一人も来ない日も…これで仕事は回るのか?

 無断欠勤を可能にして本当に業務が回るのか-。同社は比較的出荷スケジュールに余裕があるため作業量を調整できるといい、さらに「働かないと給料が下がるので、みんな一定数は出勤するんです」(武藤さん)。これまでに1度だけ、パート従業員が一人も来なかった日もあったが、その日は武藤さんら正社員が、必要最低限のエビを出荷して乗り切ったという。

 きっかけは、23年の東日本大震災だった。

 同社は宮城県石巻市に工場を構えていたが、津波で流され、多くの知人も亡くなった。

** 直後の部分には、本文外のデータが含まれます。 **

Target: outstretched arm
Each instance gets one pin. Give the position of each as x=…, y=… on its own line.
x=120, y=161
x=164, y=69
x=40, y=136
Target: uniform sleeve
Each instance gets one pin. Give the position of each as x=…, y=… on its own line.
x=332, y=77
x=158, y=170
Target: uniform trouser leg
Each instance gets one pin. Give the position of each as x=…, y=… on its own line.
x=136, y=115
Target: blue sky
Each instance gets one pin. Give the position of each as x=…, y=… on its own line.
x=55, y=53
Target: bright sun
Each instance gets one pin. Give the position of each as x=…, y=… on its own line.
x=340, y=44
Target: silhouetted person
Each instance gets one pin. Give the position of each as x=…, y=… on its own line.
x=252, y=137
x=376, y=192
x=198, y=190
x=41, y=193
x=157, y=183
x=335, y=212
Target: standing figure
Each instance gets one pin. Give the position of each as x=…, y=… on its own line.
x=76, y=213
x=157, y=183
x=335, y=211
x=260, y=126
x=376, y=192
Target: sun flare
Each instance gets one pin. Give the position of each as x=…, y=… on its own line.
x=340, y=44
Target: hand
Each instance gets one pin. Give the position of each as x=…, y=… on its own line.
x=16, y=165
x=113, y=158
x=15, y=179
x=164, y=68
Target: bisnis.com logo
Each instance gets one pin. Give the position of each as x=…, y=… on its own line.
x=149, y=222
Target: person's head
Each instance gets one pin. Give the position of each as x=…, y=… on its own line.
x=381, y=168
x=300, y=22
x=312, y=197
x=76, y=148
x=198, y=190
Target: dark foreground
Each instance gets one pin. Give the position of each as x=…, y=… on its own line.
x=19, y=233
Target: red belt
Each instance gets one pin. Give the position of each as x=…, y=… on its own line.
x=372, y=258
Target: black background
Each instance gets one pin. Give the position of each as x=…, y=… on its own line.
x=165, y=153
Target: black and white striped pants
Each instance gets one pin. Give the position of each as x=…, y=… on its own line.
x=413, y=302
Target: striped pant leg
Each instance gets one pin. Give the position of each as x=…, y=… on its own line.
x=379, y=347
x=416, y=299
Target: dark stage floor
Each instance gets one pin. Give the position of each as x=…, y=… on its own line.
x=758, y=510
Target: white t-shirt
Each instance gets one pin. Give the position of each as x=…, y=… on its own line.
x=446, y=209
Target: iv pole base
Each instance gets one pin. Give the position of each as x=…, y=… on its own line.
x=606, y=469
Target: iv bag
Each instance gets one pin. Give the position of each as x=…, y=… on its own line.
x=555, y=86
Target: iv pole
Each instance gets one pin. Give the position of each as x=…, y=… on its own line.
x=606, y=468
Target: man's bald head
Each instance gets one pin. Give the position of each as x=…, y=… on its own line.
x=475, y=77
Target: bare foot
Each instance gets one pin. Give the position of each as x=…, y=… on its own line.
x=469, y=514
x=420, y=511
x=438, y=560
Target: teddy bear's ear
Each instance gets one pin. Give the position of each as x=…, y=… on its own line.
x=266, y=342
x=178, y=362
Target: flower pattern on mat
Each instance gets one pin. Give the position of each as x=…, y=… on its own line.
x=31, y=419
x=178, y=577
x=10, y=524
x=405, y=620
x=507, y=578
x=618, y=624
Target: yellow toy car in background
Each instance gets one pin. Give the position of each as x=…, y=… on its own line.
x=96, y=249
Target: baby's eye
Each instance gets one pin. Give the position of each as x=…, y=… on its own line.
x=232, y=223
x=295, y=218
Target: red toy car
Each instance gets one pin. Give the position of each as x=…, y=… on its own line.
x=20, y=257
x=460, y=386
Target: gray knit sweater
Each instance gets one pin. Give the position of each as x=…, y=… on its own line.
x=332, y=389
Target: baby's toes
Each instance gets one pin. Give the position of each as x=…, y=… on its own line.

同年5月には、得意先の紹介で茨木市で工場を再開できたが、やがて古くからの社員も辞めた。

フリースケジュール制で定着率アップ、人件費は400万円削減

 そんな現実を目の当たりにし、働く意味を考え直した。「会社を続けるからには、従業員から愛される職場にしたい」。フリースケジュール制を発案した。

 フリースケジュール制の導入で働きやすい職場になったのか、従業員の定着率が向上。辞めた従業員の欠員補充や新人育成といったコストが減り、人件費が約400万円削減できたという。